É nesse contexto que vamos encontrar, por exemplo, alguns dos contos de Ernest Theodor Amadeus Hoffmann (1776-1822), prussiano de Königsberg, e que é considerado o precursor do Romantismo e da moderna literatura fantástica. Em O Homem de Areia, de 1816, ele somou um antigo terror do folclore germânico – o personagem Homem de Areia, utilizado por mães para assustar crianças que não queriam dormir – com a atração exercida pela tecnologia, mais exatamente pela possibilidade de criação de androides.
A mesma amarração entre o arcaico e as possibilidades futuras aparece em Frankenstein ou o Prometeu Moderno, obra escrita no mesmo ano por uma jovem inglesa de vinte anos, Mary Shelley (1797-1851). Produzida a partir de uma brincadeira entre a autora e os poetas românticos Percy Shelley (seu marido) e Byron, a obra, um grosso volume publicado pela primeira vez em 1817, desvenda o encantamento humano diante da possibilidade de criar vida a partir do domínio de correntes elétricas, técnicas cirúrgicas e ressuscitação de tecidos. Mais do que isso, porém, questiona, em termos modernos, os limites do poder racional a da ética na ciência. Os mesmos dilemas retornarão em A Ilha do Doutor Moreau, livro publicado oitenta anos mais tarde por outro mestre da literatura fantástica, H. G. Wells (1866-1946).
A metrópole fantástica
A relação entre o fantástico e a ciência ganhou contornos ainda mais sombrios pelas mãos de Edgar Allan Poe (1809-1849), que produziu algumas das melhores histórias fantásticas associadas aos limites da ciência. Em Poe, o ingrediente assustador parece residir na valorização do pragmatismo ou da “frieza” científica, algo que observamos claramente em O Caso do Sr. Valdemar, de 1845. O conto trabalha com um tema muito em voga à época – a possibilidade de “mesmerizar” ou hipnotizar alguém – para se aproximar, com todos os sustos e até certo asco, da experiência da morte.

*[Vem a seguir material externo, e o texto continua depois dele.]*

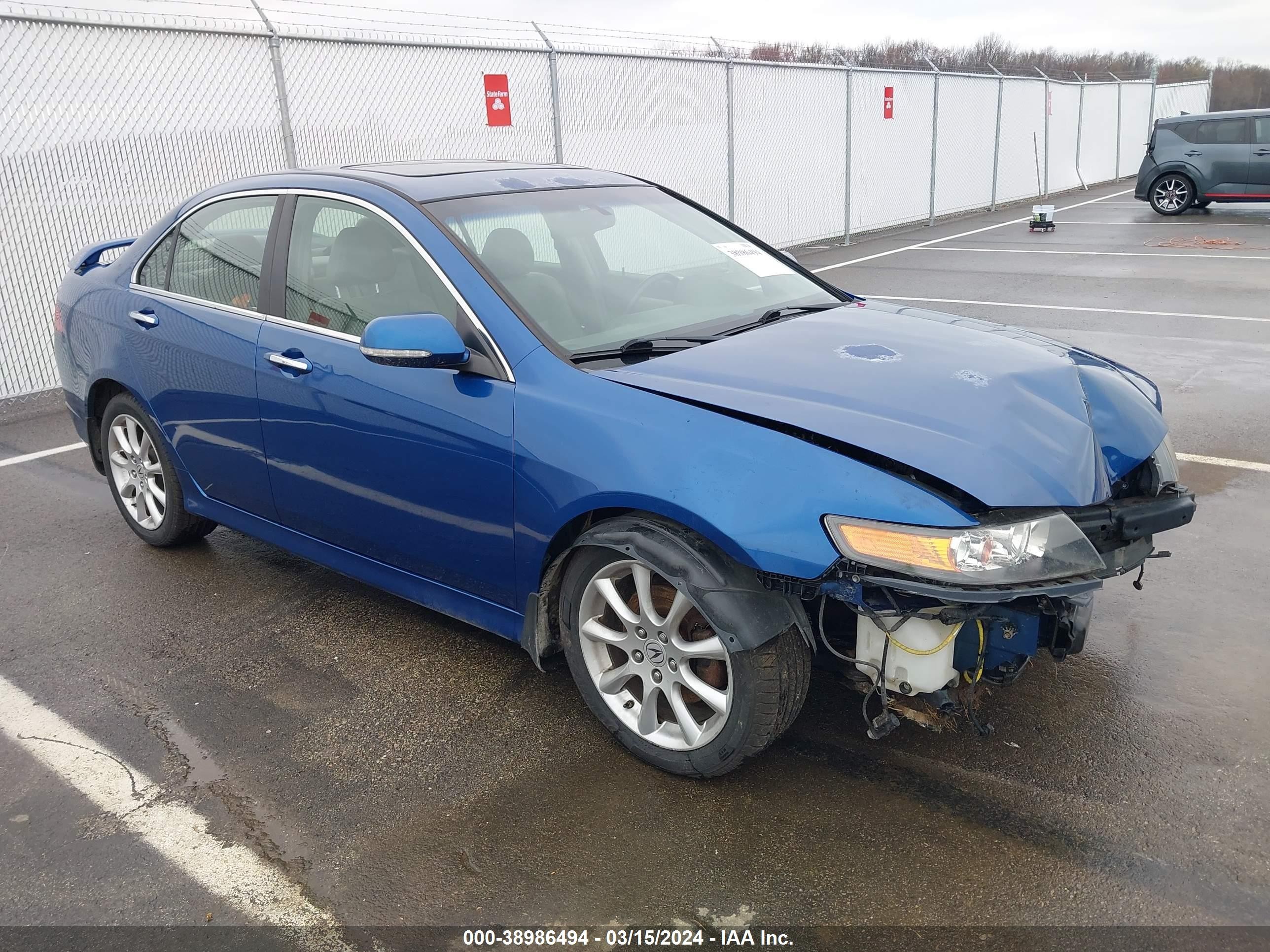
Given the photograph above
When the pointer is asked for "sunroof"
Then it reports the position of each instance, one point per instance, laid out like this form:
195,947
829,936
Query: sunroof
417,169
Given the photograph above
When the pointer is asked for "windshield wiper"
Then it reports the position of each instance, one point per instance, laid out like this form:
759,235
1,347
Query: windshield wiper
779,312
636,347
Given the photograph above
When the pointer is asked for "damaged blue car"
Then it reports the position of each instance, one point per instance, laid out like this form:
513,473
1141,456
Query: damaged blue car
585,413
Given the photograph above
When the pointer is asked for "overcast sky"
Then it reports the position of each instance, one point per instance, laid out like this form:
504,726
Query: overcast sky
1170,28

Poe, porém, foi além em seus trabalhos. Ele é considerado o criador do romance policial, com Os Assassinatos da Rua Morgue (de 1841), O Mistério de Maria Roget (1842) e A Carta Roubada (1844), que apresentaram à literatura o arquétipo do investigador (C. Auguste Dupin) que se baseia no raciocínio para solucionar crimes. Essas histórias somente se tornaram possíveis porque Poe incorporou o valor de um novo cenário, a metrópole, às histórias fantásticas. Poe também investiu em relatos de viagem e aventura, como O Escaravelho de Ouro (de 1843, talvez a melhor história de caça ao tesouro já escrita) e O Relato de Arthur Gordon Pym (1838).
O indescritível
Poucos autores produziram tantos fãs e continuadores da obra quanto Howard Phillip Lovecraft (1890-1937), o misantropo americano que, nas décadas de 1920 e 1930, publicou dezenas de contos de terror e fantasia em revistas populares. Além de criar uma estranha e aterrorizante mitologia – baseada na existência de antigos deuses alienígenas inapreensíveis pela mente humana em seu estado normal –, ele também forjou figuras que se tornaram notáveis no universo da literatura fantástica. Uma delas é “Necronomicon” (ou “Kitab al-Azif”), livro fictício que seria capaz de abrir as portas do universo dos antigos deuses obscuros – e de levar seu leitor à loucura; a outra é a Universidade de Miskatonic, palco de pesquisas que misturavam ciência e necromancia. Lovecraft também foi pioneiro ao produzir um estudo sobre seu próprio tipo de literatura. A obra, intitulada O Horror Sobrenatural na Literatura, traz boas referências para leitores interessados em “gelar o próprio sangue”.